The fact that you mention speech and voice box only confirms that you are interpreting the word language only in terms of the verbal.
” The Voices of Nature also deals with the thorny question of whether animals have language. I explain that there are two sides to this question. Firstly, whether animals can express something other than their current emotion by controlling what they produce—to determine whether animal acoustic communications contain organizational rules similar to those of human language (syllables, words, syntax, etc.). Based on the scientific work of the last 40 years, I defend the idea that we can describe an animal’s acoustic communication as a “language,” because it’s a handy term to use to summarize a system in which an individual sender produces an information-carrying sound signal, but there are as many languages as there are animal species, each is in its own world.
” Biological evolution is the thread that connects us all, human and nonhuman animals alike, and discovering animal languages is a great way to realize just how interconnected we all are on this planet.”
You see from the articles that i am far from alone in my “loose” use of the word language.
I don’t know enough about fishes to refute you, but i am sure ethologists have written something here too.
Octopus in my House documentary.
So you too, BJ, define language as solely verbal in the sense of human spoken language. But we see marine life has language, including fish, which the above article on octopuses makes clear.
Presumably, you reject the term “body language” then.
I’d agree that telling someone to f*** off is not an act in the same way as shooting them is, but it is more than “just a sound” and conveys a strong message of hatred and contempt.
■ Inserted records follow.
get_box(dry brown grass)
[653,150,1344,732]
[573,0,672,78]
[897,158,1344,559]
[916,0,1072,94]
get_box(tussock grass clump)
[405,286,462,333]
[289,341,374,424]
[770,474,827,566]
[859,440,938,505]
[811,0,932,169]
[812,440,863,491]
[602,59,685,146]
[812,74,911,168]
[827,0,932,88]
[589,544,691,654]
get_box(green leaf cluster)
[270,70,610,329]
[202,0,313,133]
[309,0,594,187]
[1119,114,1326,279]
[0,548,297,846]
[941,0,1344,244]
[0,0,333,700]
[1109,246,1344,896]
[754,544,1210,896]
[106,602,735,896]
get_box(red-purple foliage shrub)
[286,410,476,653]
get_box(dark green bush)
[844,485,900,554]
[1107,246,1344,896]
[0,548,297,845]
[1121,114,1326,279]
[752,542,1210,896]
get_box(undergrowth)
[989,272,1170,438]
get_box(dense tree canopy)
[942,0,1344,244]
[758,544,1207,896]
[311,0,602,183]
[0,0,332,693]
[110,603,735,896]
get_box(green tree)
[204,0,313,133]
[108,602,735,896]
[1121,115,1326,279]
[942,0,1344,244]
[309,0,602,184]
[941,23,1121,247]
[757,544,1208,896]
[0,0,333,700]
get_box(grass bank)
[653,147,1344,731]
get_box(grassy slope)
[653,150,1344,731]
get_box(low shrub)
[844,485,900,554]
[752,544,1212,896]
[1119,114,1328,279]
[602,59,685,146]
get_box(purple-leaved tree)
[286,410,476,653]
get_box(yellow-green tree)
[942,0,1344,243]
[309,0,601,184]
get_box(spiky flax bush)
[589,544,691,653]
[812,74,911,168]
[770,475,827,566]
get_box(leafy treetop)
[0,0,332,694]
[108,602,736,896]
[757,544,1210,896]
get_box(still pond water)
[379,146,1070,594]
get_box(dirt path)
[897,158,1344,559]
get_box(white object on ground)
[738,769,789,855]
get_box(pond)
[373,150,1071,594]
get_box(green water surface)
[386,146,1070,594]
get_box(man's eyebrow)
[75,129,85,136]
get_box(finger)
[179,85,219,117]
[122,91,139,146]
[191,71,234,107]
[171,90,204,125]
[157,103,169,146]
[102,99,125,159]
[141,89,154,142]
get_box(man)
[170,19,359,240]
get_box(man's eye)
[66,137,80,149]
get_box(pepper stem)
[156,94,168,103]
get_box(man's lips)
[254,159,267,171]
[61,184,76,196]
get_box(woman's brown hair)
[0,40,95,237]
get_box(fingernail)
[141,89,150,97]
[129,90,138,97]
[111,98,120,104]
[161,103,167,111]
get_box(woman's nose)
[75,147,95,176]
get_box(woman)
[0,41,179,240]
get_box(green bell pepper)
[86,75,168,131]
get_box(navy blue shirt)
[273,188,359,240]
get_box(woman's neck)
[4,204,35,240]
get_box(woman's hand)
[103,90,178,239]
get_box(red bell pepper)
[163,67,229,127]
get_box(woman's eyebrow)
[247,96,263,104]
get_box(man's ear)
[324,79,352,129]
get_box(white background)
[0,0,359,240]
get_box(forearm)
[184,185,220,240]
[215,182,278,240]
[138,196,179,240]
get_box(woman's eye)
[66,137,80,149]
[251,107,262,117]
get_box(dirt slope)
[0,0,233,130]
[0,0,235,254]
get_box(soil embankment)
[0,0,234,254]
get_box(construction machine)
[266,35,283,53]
I will admit it were better had i written “All SOCIAL beings have language”, but that is not strictly true, since solitary animals also require language for communication with each other upon meeting, and also with other species as necessary. Their body language (and/or vocal) has reason and emotion behind it. A fire alarm has neither, but merely an inanimate mechanical and artificial effect that is constructed by an animal for a specific purpose. It is not a living response.
Is not the communicating of emotions also language?
Even humans among themselves speak of body language.
And other animals also vocalise.
Their communication is language, which brings me back to the fact that your interpretation of the word is limited to the verbal.